16. No such fee will be payable by holders on the issuance of the Warrants or Rights.
17. The Warrant Offering, under a Warrant Prospectus prepared using Form 44-101F1, will consist of the distribution of the Warrant Prospectus and the issuance of Warrants to holders of the applicable class of shares of YCM as at the record date specified in the Warrant Prospectus, after the Warrant Prospectus has been filed and final receipts obtained therefor under the Legislation and the securities legislation of each of the Passport Jurisdictions; and the distribution of Units to holders of the Warrants upon the exercise of such Warrants by the respective holders, will be made through a registered dealer that is registered in a category that permits the registered dealer to make such a distribution.
18. Rights Offerings, under a Circular prepared using Form 45-101F1, will consist of the distribution of the Circular and the issuance of Rights to holders of the applicable classes of shares or units of the Funds as at the record date specified in the Circular, after the Circular has been filed with and accepted by the Commission and the other applicable regulators of each of the Passport Jurisdictions; and the distribution of Units, shares or mutual fund units to holders of the rights upon the exercise of such Rights by the respective holders, will be made through a registered dealer that is registered in a category that permits the registered dealer to make such a distribution.
19. The independent review committee (IRC) for each Fund has advised the Manager that in the view of the IRC the making of the Warrant Offering or Rights Offering, as the case may be, achieves a fair and reasonable result for the applicable Fund.
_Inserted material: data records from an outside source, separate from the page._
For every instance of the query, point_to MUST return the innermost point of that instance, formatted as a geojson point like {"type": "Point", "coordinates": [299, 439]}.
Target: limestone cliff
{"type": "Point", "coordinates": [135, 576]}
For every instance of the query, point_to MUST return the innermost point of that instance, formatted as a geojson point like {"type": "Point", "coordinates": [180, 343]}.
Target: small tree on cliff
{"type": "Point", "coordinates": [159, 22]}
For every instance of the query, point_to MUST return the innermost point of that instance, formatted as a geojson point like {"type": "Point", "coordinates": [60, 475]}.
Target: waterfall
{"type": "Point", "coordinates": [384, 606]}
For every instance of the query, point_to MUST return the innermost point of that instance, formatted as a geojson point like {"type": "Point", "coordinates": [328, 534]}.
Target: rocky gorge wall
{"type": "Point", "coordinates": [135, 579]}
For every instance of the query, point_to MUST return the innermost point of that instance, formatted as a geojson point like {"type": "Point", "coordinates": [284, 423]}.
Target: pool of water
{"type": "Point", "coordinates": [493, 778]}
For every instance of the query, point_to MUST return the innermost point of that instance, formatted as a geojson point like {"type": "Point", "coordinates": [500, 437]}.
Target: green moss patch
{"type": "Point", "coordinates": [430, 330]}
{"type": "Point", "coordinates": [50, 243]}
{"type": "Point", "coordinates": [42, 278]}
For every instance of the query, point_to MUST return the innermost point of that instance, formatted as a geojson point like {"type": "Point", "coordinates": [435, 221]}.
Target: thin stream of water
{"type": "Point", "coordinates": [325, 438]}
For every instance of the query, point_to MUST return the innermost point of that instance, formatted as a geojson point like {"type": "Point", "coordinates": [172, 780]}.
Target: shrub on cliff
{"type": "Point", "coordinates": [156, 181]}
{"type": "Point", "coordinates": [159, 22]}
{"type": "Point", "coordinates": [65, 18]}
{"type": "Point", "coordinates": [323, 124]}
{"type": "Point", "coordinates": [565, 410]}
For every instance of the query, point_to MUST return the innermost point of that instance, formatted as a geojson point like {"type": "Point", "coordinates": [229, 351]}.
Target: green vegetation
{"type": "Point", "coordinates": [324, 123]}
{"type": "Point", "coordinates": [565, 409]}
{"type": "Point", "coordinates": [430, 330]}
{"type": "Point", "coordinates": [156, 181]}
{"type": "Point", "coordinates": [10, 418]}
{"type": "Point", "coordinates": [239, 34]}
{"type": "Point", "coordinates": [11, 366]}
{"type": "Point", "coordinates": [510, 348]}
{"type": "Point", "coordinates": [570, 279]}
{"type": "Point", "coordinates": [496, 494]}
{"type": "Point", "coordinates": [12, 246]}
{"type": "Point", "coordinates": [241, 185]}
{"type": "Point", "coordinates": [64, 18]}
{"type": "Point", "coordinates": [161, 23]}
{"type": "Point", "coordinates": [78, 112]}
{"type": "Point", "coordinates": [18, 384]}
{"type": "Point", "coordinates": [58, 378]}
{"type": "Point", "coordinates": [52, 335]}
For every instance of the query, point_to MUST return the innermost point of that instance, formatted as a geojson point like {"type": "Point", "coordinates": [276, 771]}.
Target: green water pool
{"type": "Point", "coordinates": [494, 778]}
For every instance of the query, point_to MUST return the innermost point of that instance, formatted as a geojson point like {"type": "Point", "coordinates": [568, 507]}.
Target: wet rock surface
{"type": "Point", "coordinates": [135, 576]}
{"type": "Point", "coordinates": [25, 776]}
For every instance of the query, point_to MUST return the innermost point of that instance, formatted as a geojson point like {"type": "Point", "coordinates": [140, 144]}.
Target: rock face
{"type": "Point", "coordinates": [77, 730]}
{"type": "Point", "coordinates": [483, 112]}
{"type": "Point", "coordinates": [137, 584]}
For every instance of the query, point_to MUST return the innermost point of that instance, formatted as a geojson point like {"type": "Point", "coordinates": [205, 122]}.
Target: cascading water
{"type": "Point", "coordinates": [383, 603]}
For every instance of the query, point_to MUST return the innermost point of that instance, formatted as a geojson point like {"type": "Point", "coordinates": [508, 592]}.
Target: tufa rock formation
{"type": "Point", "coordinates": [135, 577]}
The issuance of the Warrants or Rights will be conditional upon the approval of the TSX to such issuance and the listing of the Warrants or Rights, and the securities issuable upon the exercise of such Warrants or Rights, on the TSX.
20. Although the final amendments to National Instrument 81-102 Mutual Funds released on June 19, 2014 under the title "Modernization of Investment Fund Product Regulation (Phase 2)" (the NI 81-102 Amendments) would prohibit investment funds subject to that Instrument (which would include the Funds) from undertaking warrant offerings or rights offerings, due to the regulatory concerns expressed in the NI 81-102 Amendments, the Warrant Offering and Rights Offerings had been contemplated well in advance of the publication of the NI 81-102 Amendments and the preliminary Warrant Prospectus and most of the draft Circulars had been filed prior to the time the NI 81-102 Amendments were released on June 19, 2014.
21. The Warrants or Rights will be issued to the applicable securityholders of the Funds as soon as practicable after the issuance of a final receipt for the Warrant Prospectus or acceptance of any such Circular, subject to compliance with the applicable rules of the TSX in this regard.
22. As a result of the elimination of the dealer registration exemptions in National Instrument 45-106 Prospectus and Registration Exemptions (NI 45-106), the dealer registration exemption for rights offerings in NI 45-106 and National Instrument 45-101 Rights Offerings is no longer available.
Decision
The principal regulator is satisfied that the decision meets the test set out in the Legislation.
The decision of the principal regulator under the Legislation is that the Funds, and the Manager acting on behalf of the Funds, are not subject to the dealer registration requirement in respect of the Offering Activities.